Arriving at the Old Port in the heart of Old Montréal, visitors are welcomed by a city of Gallic charm and sensibility (it’s the only French-speaking metropolis in North America) and a vision of contrasts between the architectural beauty of the old city and the modern soaring skyscrapers downtown. It’s possible to spend a very pleasant day near the port in the old city, strolling the cobblestone streets, lunching at one of the charming cafés along Place Jacques-Cartier, browsing the boutiques or the Marche Bonsecours.
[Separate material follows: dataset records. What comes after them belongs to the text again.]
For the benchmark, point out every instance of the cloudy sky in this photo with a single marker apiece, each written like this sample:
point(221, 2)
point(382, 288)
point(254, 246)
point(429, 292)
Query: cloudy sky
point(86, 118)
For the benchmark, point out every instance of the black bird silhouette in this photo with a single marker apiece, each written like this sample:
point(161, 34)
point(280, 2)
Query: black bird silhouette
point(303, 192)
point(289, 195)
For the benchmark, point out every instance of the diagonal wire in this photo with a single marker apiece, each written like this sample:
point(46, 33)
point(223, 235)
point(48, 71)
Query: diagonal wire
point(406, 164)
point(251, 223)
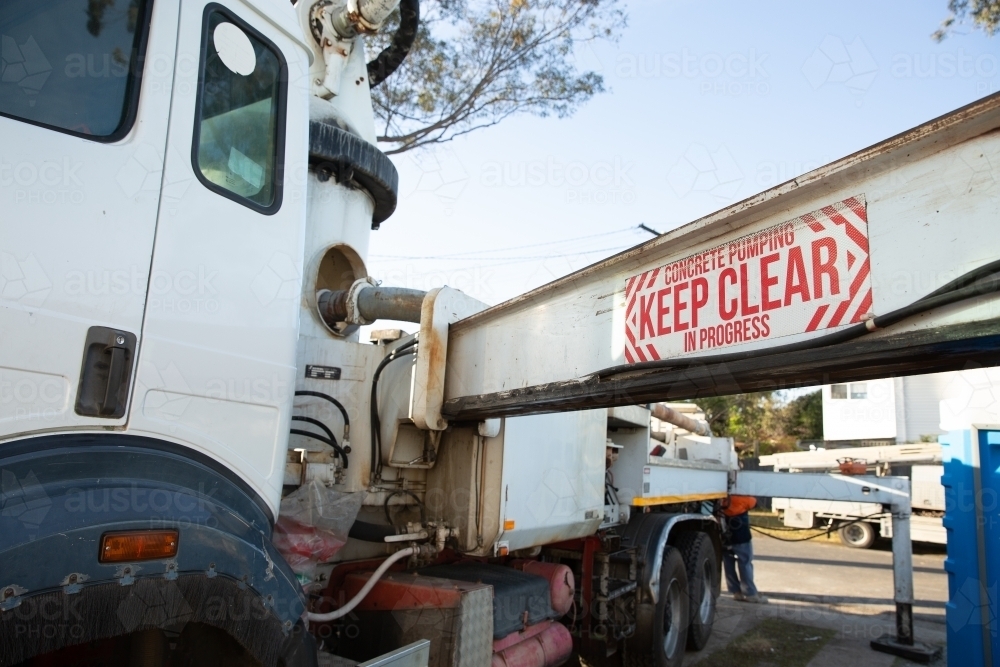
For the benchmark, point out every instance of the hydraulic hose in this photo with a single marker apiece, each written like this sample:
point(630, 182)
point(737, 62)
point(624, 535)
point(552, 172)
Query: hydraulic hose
point(356, 600)
point(978, 282)
point(370, 532)
point(337, 448)
point(337, 404)
point(318, 424)
point(387, 62)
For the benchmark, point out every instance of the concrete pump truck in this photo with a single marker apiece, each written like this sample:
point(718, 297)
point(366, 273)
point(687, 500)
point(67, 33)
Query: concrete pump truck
point(187, 190)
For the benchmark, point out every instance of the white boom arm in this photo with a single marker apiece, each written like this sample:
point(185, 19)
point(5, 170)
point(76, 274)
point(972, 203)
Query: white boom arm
point(839, 251)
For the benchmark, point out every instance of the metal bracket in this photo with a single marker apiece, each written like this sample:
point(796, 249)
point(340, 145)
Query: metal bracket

It’s also possible to easily explore the attractions of Old Montréal (which runs along the St. Lawrence River) on foot, with free maps at the tourist information bureau at 174 Notre-Dame Street East (corner of Place Jacques-Cartier). Guided tours are also available as well as culinary walking tours, ghost tours, and bicycle tours. For first-timers who want to see a lot, there are half-day bus tours that meander through streets housing 17th, 18th and 19th century buildings, with such landmarks as St. Joseph’s Oratory and Chinatown. A highlight is the lookout at Parc du Mont-Royal, which overlooks the city. During fall foliage season, Mount Royal offers an abundance of color, along with such activities as bicycling (rentals), hiking trails and pedal boats.
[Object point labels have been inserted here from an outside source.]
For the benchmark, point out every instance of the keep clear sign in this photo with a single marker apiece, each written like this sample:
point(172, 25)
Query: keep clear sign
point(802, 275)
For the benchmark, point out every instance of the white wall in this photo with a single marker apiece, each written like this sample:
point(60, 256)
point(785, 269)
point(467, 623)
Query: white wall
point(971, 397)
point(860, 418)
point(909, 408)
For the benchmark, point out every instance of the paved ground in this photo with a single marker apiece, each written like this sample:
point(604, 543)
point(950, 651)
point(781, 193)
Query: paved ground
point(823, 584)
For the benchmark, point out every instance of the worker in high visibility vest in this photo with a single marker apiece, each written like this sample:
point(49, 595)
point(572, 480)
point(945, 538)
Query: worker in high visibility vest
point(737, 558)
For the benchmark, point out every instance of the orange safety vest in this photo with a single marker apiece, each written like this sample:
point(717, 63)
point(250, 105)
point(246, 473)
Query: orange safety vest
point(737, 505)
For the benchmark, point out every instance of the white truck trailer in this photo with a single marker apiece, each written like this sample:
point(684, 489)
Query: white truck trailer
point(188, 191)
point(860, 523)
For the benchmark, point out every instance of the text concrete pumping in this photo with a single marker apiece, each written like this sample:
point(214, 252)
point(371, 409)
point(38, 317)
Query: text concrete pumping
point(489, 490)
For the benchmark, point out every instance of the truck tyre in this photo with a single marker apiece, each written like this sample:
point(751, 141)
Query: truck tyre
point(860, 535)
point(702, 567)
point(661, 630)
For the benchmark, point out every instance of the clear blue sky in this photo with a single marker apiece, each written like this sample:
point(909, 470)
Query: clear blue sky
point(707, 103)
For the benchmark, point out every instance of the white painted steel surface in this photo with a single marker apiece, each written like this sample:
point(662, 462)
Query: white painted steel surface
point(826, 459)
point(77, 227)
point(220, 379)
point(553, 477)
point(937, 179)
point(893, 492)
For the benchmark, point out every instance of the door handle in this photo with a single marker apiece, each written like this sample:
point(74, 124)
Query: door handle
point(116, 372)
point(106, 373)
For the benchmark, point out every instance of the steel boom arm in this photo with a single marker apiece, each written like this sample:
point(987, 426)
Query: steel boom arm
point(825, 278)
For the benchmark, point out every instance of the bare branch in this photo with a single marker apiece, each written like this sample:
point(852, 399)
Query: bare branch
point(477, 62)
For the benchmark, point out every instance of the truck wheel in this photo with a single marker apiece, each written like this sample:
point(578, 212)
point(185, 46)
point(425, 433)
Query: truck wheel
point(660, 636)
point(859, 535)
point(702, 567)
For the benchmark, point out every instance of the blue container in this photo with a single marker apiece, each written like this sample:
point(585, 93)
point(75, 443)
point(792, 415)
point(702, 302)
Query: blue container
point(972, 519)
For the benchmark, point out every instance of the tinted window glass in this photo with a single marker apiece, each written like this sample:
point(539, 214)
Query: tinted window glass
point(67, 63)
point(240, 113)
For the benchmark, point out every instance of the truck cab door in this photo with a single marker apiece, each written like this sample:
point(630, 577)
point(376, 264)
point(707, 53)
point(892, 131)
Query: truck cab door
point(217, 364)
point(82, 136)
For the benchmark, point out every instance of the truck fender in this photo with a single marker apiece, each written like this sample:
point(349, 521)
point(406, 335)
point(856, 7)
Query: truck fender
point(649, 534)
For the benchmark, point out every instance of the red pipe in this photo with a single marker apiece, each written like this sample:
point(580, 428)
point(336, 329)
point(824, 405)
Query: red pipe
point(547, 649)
At this very popular port, the Old Town is a living museum, a United Nations World Heritage site offering many choices for walking tours and city tours. On their own, after a funicular ride to Upper Town, passengers can take a horse and carriage at the Governor’s Garden for a scenic meander along the Grande-Allé, the city’s Champs-Élysées, passing quaint shops, cafés, the Parliament Building, through the St. Louis Gate. The iconic and much-photographed castle-like Château Frontenac invites an exploration of the expensive boutiques in the lobby, followed by a stroll along Petit-Champlain Street.
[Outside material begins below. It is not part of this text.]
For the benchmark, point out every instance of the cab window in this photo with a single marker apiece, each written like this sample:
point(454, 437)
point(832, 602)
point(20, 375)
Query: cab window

A top tour is to the awe-inspiring Montmorency Falls (higher than Niagara Falls); this includes a drive through the scenic villages of the Beaupré Coast and a visit to the basilica of Saint Anne de Beaupré.
When cruise ships approach this port in the pre-dawn hours, balcony passengers are treated to stunningly beautiful views, with sunrise painting the fjords and water in shades of gold and orange. The modern cruise terminal houses a friendly tourism office, free Internet access, car rental and exceptional crafts and souvenirs. Hop-On/Hop-Off buses make a circuit of the town and some tourist attractions. Excursion options include a bus tour of the national park (outdoor activities are centered here), a kayaking excursion and helicopter tours of the fjords.
St. John New Brunswick
This charming harbor town, where cruise passengers are often greeted by local volunteers, is located where the Bay of Fundy meets the mouth of the St. John River and is known as “the Fundy City.” Renowned for its extreme tides (seawater rising and then falling more than 50 feet twice daily), the town’s most popular tours and attractions are related to this phenomenon. A must-see is a look at the Reversing Falls, where the tide overcomes the current and the water flows “the wrong way.”
Other attractions: The St. Martin sea caves, which have been carved out by centuries of waves crashing into the rocks; the Martello Tower, constructed for the war of 1812; the St. John City Market, the oldest working farmer’s market in Canada. Hop-On/ Hop-Off tours are available, as are 75-minute Trolley Tours. A good-size shopping mall is located within walking distance from the cruise terminal.
St. John’s, Newfoundland
The capital of Newfoundland and Labrador, St. John’s is the oldest city in North America, rich in history (Signal Hill is where Marconi got his first radio transmission) with an appealing bohemian air and walk-able downtown streets: George Street for clubs, restaurants and taverns and Water Street for shopping and fine dining. During fall foliage season a trail hike in Salmonier Nature Park offers not only an abundance of color, but also habitats for bald eagles, caribou, Canada lynx and geese, arctic fox, otters and moose.
Outside the city, the oldest house in St. John’s is in the picturesque harbor village of Quidi Vidi, which can be explored on foot or by bike. Various boat companies outside the city offer whale-, puffin- and iceberg-watching experiences.
Sydney, Nova Scotia
The most famous historical/cultural excursion offered here is the visit to the 18th century Fortress of Louisbourg, the largest historic reconstruction in North America, operated by Parks Canada as a living history museum. Visitors stroll the streets, watch soldiers drill and chat with (and photograph) costumed townspeople as they bake bread, care for their animals, make lace (the only activity available to high-born ladies) and prepare meals. Other options: the Alexander Graham Bell Historic Site, the Cape Breton Miner’s Museum - or the drop-dead-gorgeous scenery along the Cabot Trail, one of Canada’s most photogenic drives.